Visual Prey Capture in Larval Zebrafish Is Controlled by Identified Reticulospinal Neurons Downstream of the Tectum

The effect of MeL ablation, and combined MeL and tectum ablation, on prey capture. A, Projection of a confocal image stack (35 images at 2 μm steps taken through the dorsal surface in a living larva) showing retrograde labeling of RS neurons, including the MeLc and MeLr neurons (arrowhead and asterisk, respectively). The box inside the outline of a larva at the top left indicates the general position of labeled reticulospinal cells.
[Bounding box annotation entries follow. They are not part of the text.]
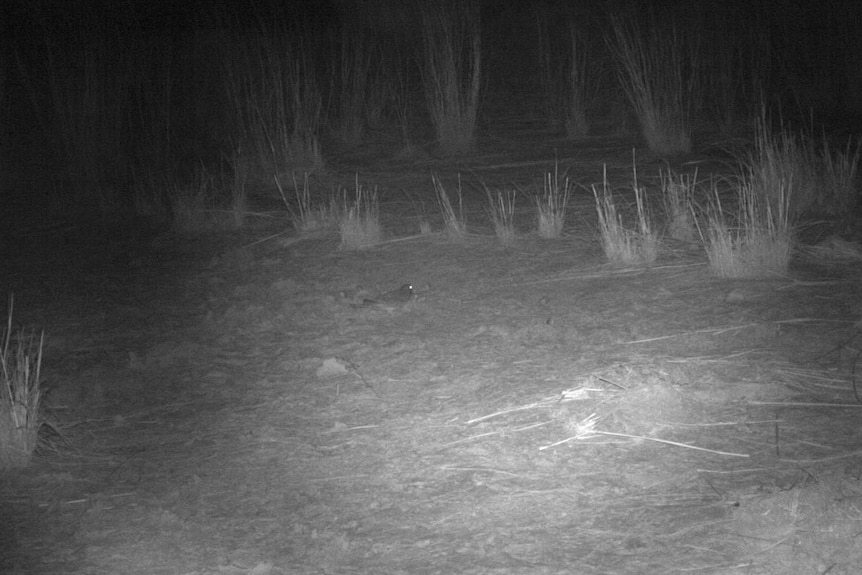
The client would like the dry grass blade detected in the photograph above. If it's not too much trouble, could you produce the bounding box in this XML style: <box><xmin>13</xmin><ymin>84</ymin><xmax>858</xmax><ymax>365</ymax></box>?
<box><xmin>0</xmin><ymin>299</ymin><xmax>44</xmax><ymax>469</ymax></box>
<box><xmin>536</xmin><ymin>164</ymin><xmax>572</xmax><ymax>239</ymax></box>
<box><xmin>431</xmin><ymin>174</ymin><xmax>467</xmax><ymax>240</ymax></box>
<box><xmin>592</xmin><ymin>163</ymin><xmax>658</xmax><ymax>265</ymax></box>
<box><xmin>338</xmin><ymin>176</ymin><xmax>382</xmax><ymax>251</ymax></box>
<box><xmin>485</xmin><ymin>186</ymin><xmax>517</xmax><ymax>246</ymax></box>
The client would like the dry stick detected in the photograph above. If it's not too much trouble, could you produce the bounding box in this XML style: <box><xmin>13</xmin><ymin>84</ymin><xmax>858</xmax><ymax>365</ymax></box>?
<box><xmin>539</xmin><ymin>431</ymin><xmax>750</xmax><ymax>457</ymax></box>
<box><xmin>748</xmin><ymin>401</ymin><xmax>862</xmax><ymax>408</ymax></box>
<box><xmin>623</xmin><ymin>317</ymin><xmax>850</xmax><ymax>345</ymax></box>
The dendritic projection of the right MeLr neuron is clearly visible, innervating the ventromedial tectum. The M cell is labeled for reference (M). B, A time sequence of nMLF neurons during laser ablation of MeLc. The location of the targeted MeLc neuron and the neighboring MeLr neuron are marked with an arrowhead and asterisk, respectively, as in A. Frames 1-6 are taken at 1 s intervals, and the seventh frame is taken at 25 s after the onset of lasing. The plot shows the fluorescence intensity (on a 256 level grayscale, indicated by the gradient along the y-axis) of the targeted MeLc neuron, as well as for the neighboring MeLr. Loss of fluorescence signal is specific to the targeted MeLc neuron and, after sufficient laser exposure, permanent. C, Prey capture performance in groups with bilateral MeLc and MeLr ablations (Bilateral MeL) or unilateral ablation of these neurons in combination with unilateral tectum ablation on the same (Ipsilateral MeL + Tectum) or opposite (Contralateral MeL + Tectum) sides. Bilateral nMLF ablation and contralateral nMLF plus tectum ablation significantly impaired prey capture performance relative to controls. The ipsilateral nMLF plus tectum ablation group was not significantly different from controls but was numerically intermediate between controls and the crossed ablation group at every sampling point. D, Prey capture performance in a bilateral MeLc and MeLr ablated group (a separate group from that presented in C) and control ablated group in which an equal number of identified RS neurons from within hindbrain rhombomeres 4-6 were ablated. The control ablated group captured significantly more paramecia than the bilateral MeLc and MeLr group across the 5 h assay period and was indistinguishable from the unablated group in C.